Determining how big this emergency fund should be depends entirely on how much risk you want to take and your financial means.

The Risk

Opting for a smaller emergency fund enables you to free up more capital for the here and now, but it also presents the problem of not giving you a big enough fund should something go wrong.

As a general rule of thumb, if you have children or other dependents you should opt for a higher emergency fund. A single person can afford to take bigger risks.

The Financial Means

Your financial means will be another factor you have to take into account. The higher your salary the more you can put into your emergency fund, naturally.

However, this isn’t the only point you have to take into account. Your financial means can change quickly. Here are some of the considerations that may influence how much you put back for a rainy day:

  • Are you at risk of redundancy?
  • Will any major changes occur in your life, such as a change of career?
  • Will the amount you spend per month change in any significant way?

The Answer

First, figure out how much you earn every month.
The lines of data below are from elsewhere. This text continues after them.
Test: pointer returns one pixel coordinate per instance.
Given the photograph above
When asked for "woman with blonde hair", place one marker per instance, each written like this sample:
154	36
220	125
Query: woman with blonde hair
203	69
Pick out every regular bill, including rent/mortgage, food, electricity, and water. See how much they amount to and compare this amount to your monthly salary.

See what the difference is between the numbers. For example, let’s say you have $1,000 leftover at the end of the month.

With this $1,000, for a single person, you may be able to store as little as $100-$250. Someone who has a wife and two kids may want to think about saving $500-$700 per month.


The best way to deal with an emergency fund is to try to predict emergencies when you can. If you’re worried about the health of the company employing you, a good idea is to temporarily boost how much you store in your fund every month.

Another example is if you’re preparing for a round of annual health checks. Boosting your emergency fund months in advance is a clever idea.

Ultimately, the way to do this is to concentrate on your financial circumstances. Monitor your financial health and tailor your plan according to your needs.